6). The foods restricted are often no more calorific than those permitted -- such as milk and fruit-juice drinks.

7). Tendency to weight is mostly genetic and is therefore not readily susceptible to voluntary behaviour change.

8). And when are we going to ban cheese? Cheese is a concentrated calorie bomb and has lots of that wicked animal fat in it too. Wouldn't we all be better off without it? And what about butter and margarine? They are just about pure fat. Surely they should be treated as contraband in kids' lunchboxes! [/sarcasm].
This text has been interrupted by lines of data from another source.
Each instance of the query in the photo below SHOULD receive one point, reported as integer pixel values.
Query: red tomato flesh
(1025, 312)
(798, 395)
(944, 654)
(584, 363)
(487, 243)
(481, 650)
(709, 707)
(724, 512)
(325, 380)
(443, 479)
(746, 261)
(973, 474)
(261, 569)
9). And how odd it is that we never hear of the huge American study which showed that women who eat lots of veggies have an INCREASED risk of stomach cancer? So the official recommendation to eat five lots of veggies every day might just be creating lots of cancer for the future! It's as plausible (i.e. not very) as all the other dietary "wisdom" we read about fat etc.
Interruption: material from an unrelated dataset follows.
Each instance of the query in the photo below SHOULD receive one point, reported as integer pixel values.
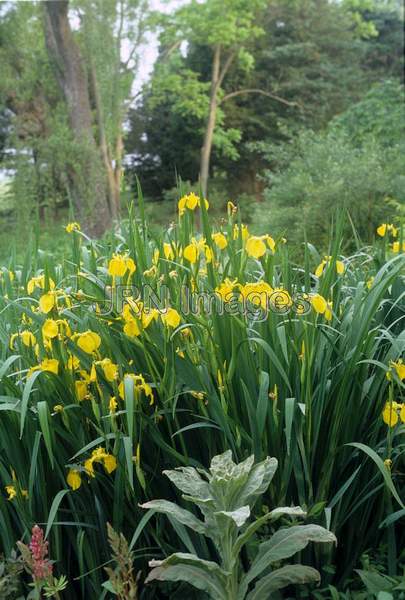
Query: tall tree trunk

10). And will "this generation of Western children be the first in history to lead shorter lives than their parents did"? This is another anti-fat scare that emanates from a much-cited editorial in a prominent medical journal that said so. Yet this editorial offered no statistical basis for its opinion -- an opinion that flies directly in the face of the available evidence.

Even statistical correlations far stronger than anything found in medical research may disappear if more data is used. A remarkable example from Sociology:
"The modern literature on hate crimes began with a remarkable 1933 book by Arthur Raper titled The Tragedy of Lynching. Raper assembled data on the number of lynchings each year in the South and on the price of an acre's yield of cotton. He calculated the correlation coefficient between the two series at -0.532. In other words, when the economy was doing well, the number of lynchings was lower.... In 2001, Donald Green, Laurence McFalls, and Jennifer Smith published a paper that demolished the alleged connection between economic conditions and lynchings in Raper's data. Raper had the misfortune of stopping his analysis in 1929. After the Great Depression hit, the price of cotton plummeted and economic conditions deteriorated, yet lynchings continued to fall. The correlation disappeared altogether when more years of data were added."
So we must be sure to base our conclusions on ALL the data. But in medical research, data selectivity and the "overlooking" of discordant research findings is epidemic.

"What we should be doing is monitoring children from birth so we can detect any deviations from the norm at an early stage and action can be taken". Who said that? Joe Stalin? Adolf Hitler? Orwell's "Big Brother"? The Spanish Inquisition? Generalissimo Francisco Franco Bahamonde? None of those. It was Dr Colin Waine, chairman of Britain's National Obesity Forum. What a fine fellow!